And if you own an Amazfit T-Rex 3, you already have this feature on your wrist — ready to tell you exactly how well your body uses oxygen during intense exercise.

I’ve been running with the T-Rex 3 for a while now, and VO₂ Max has become one of my favorite training tools. It’s not just a number — it’s a window into my endurance, my heart health, and how my training is paying off.

Here’s my complete, experience-based guide to getting accurate VO₂ Max readings on the T-Rex 3, and how to make sense of them.

Table of Contents

Toggle
  • What VO₂ Max Means
  • Meet the Amazfit T-Rex 3
  • How to Get VO2 Max on Amazfit T-Rex 3 — Step By Step Guide
    • Step 1: Set Up Your Data Correctly
    • Step 2: Choose the Right Running Mode
    • Step 3: Hit the Required Pace and Distance
    • Step 4: Stay in the Right Heart Rate Zone
    • Step 5: Check Your Data — During and After the Run
  • Common Problems (and How to Fix Them)
  • My Tips for Getting Consistent Readings
  • Why I Keep Tracking VO₂ Max

What VO₂ Max Means

VO₂ Max is essentially your aerobic ceiling — the maximum amount of oxygen your body can use during hard exercise.

The higher your score, the more efficiently your muscles use oxygen, which usually means better stamina and performance.

For runners, hikers, and endurance athletes, knowing your VO₂ Max can help you:

  • See how your fitness is trending over time
  • Adjust your training so you’re not overdoing it (or undertraining)
  • Understand how your heart, lungs, and muscles work together

I think of it as my personal “engine size” — the bigger and more efficient it is, the longer and faster I can go.

Meet the Amazfit T-Rex 3

The T-Rex 3 isn’t just rugged and outdoorsy-looking. Under the hood, it has GPS, multiple running modes, continuous heart rate tracking, and — most importantly here — VO2 Max estimation.

Pair it with the Zepp app, and you get a history of your runs, fitness trends, and progress charts.

I’ve found that the more consistently you use it, the clearer your VO2 Max patterns become.

How to Get VO2 Max on Amazfit T-Rex 3 — Step By Step Guide

Step 1: Set Up Your Data Correctly

Your T-Rex 3 gets VO₂ Max estimates by combining sensor data with the personal stats you enter in the Zep app.

If your age, weight, height, or gender are wrong, your readings will be off.

In the Zep app:

  1. Tap your profile.
  2. Double-check your age, weight, height, and gender.
  3. Save changes.

I once left an old weight in there for months and wondered why my VO₂ Max looked unusually high.
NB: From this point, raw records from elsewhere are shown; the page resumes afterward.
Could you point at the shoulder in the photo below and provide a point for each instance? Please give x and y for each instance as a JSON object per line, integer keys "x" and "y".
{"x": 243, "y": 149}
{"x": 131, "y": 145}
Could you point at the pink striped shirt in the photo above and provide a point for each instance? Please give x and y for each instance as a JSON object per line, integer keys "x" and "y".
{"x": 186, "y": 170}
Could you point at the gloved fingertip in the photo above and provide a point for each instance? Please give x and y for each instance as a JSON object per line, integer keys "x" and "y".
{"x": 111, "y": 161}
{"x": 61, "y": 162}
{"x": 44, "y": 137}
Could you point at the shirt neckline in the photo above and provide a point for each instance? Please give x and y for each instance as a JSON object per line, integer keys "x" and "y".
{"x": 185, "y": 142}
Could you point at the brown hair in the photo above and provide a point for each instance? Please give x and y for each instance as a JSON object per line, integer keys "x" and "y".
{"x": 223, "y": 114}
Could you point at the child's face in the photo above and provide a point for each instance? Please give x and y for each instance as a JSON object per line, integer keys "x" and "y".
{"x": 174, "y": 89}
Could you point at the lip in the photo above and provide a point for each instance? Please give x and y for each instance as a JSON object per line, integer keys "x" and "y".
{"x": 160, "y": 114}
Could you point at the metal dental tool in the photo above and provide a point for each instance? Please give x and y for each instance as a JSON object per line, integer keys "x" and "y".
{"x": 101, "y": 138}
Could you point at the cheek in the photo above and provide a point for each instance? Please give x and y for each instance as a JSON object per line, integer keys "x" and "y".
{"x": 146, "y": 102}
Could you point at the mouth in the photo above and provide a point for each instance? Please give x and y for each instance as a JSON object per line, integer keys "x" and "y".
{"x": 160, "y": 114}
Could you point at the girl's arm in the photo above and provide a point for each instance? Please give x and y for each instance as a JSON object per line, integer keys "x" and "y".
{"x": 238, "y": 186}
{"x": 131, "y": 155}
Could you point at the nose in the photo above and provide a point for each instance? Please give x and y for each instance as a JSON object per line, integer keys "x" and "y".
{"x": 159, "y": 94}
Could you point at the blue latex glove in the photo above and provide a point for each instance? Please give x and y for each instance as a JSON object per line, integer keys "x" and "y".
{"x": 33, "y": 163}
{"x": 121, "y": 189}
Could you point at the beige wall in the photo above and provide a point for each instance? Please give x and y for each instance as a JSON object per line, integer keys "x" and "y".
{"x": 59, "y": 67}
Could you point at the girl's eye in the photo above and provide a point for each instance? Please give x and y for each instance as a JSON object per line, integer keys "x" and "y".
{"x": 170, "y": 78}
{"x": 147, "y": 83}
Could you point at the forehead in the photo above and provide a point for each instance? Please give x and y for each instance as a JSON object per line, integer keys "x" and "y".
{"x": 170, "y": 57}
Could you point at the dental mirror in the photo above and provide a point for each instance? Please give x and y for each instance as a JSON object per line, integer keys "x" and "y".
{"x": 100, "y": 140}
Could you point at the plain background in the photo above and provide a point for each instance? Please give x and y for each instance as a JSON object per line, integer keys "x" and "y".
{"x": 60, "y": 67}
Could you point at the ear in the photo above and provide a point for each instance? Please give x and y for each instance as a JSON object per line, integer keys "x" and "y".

Turns out, the watch thought I was lighter than I was — lesson learned.

Step 2: Choose the Right Running Mode

VO₂ Max isn’t tracked during just any activity. On the T-Rex 3, you’ll need to use one of these running modes:

  • Outdoor Running
  • Playground Running
  • Cross-Country Running
  • Ultramarathon

Once you’ve picked your mode, start your run. As long as you meet the pace and heart rate requirements, the watch will calculate VO₂ Max automatically.

Step 3: Hit the Required Pace and Distance

To get a valid reading, you need to:

  • Maintain at least 6 km/h (3.7 mph)
  • Run 10 km without too many stops

This ensures the watch collects enough consistent data. If you run too slow, stop too often, or cut your distance short, the VO₂ Max reading might not trigger.

I recommend planning your route so you can keep a steady pace without traffic lights or tricky terrain breaking your rhythm.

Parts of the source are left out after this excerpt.